3.1 MUDANÇAS CONTÁBEIS

Norma da lei societária

“Art. 177. A escrituração da companhia será mantida em registros permanentes, com obediência aos preceitos da legislação comercial e desta Lei e aos princípios de contabilidade geralmente aceitos, devendo observar métodos ou critérios contábeis uniformes no tempo e registrar as mutações patrimoniais segundo o regime de competência.

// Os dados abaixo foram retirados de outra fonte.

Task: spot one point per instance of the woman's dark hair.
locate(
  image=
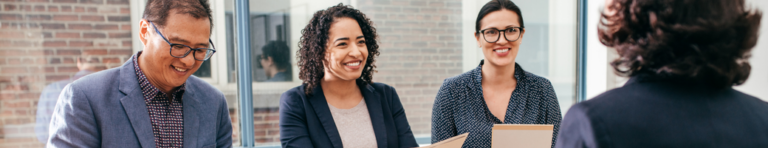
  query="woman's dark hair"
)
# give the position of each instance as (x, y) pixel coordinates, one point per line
(498, 5)
(702, 41)
(280, 54)
(157, 10)
(313, 41)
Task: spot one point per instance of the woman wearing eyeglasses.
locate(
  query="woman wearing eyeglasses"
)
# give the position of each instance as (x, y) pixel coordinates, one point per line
(498, 91)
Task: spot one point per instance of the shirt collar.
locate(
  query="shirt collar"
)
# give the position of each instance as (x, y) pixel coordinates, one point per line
(520, 74)
(149, 90)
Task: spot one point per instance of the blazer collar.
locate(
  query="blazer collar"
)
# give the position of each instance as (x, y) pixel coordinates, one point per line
(134, 105)
(136, 108)
(373, 102)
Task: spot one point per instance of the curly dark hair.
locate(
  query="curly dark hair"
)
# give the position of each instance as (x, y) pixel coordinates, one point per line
(702, 41)
(312, 45)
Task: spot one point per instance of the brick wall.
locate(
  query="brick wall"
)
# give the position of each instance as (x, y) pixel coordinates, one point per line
(420, 47)
(40, 41)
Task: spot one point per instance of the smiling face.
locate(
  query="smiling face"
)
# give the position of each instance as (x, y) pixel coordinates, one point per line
(163, 70)
(346, 52)
(502, 52)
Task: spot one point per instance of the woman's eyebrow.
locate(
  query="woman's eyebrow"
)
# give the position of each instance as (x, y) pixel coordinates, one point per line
(340, 39)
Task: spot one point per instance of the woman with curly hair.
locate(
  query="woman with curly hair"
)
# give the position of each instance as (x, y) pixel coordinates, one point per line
(683, 57)
(338, 105)
(498, 90)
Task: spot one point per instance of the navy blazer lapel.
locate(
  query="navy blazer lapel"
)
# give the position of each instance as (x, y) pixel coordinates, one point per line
(373, 102)
(134, 105)
(320, 105)
(191, 119)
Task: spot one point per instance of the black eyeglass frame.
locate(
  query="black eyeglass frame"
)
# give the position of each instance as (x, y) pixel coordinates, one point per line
(482, 33)
(208, 54)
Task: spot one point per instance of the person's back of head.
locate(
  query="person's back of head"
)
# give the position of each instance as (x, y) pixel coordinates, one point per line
(280, 53)
(702, 41)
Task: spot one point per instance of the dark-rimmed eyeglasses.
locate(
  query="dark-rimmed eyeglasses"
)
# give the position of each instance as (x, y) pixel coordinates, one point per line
(492, 35)
(181, 50)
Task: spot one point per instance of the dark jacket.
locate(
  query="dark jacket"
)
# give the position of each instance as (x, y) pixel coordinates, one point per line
(652, 112)
(306, 121)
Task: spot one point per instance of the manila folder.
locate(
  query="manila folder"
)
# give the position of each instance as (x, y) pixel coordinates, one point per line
(453, 142)
(521, 136)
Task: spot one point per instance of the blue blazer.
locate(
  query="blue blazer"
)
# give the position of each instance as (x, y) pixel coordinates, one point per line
(107, 109)
(651, 112)
(306, 121)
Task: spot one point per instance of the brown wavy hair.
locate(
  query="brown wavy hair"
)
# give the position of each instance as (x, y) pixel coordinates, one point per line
(703, 41)
(312, 45)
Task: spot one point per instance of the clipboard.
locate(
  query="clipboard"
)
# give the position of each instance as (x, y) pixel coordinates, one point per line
(453, 142)
(521, 136)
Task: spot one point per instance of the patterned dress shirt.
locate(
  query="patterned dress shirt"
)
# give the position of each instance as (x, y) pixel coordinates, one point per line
(166, 115)
(460, 108)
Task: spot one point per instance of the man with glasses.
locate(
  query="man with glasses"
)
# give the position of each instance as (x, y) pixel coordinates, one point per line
(152, 100)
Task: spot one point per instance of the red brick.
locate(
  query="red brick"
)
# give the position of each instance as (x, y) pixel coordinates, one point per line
(39, 8)
(7, 17)
(120, 35)
(50, 69)
(48, 26)
(127, 43)
(125, 10)
(65, 17)
(53, 77)
(54, 60)
(126, 27)
(9, 7)
(79, 9)
(67, 35)
(54, 43)
(96, 18)
(117, 1)
(106, 27)
(119, 18)
(66, 8)
(80, 43)
(27, 8)
(67, 52)
(67, 69)
(38, 17)
(94, 35)
(95, 52)
(120, 52)
(12, 34)
(80, 26)
(53, 8)
(14, 70)
(14, 61)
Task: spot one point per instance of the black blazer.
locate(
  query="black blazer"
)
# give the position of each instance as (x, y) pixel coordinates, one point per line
(649, 112)
(306, 121)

§ 1 As demonstrações financeiras do exercício em que houver modificação de métodos ou critérios contábeis, de efeitos relevantes, deverão indicá-la em nota e ressaltar esses efeitos.” o

As mudanças contábeis são relacionadas com alterações de estimativas contábeis (por exemplo, mudança na vida

útil de bens do ativo imobilizado para fins de depreciação) e com alterações de princípios contábeis (por exemplo, mudança na metodologia de valorização dos estoques, ou seja, do método do custo médio para o método do primeiro a entrar é o primeiro a sair).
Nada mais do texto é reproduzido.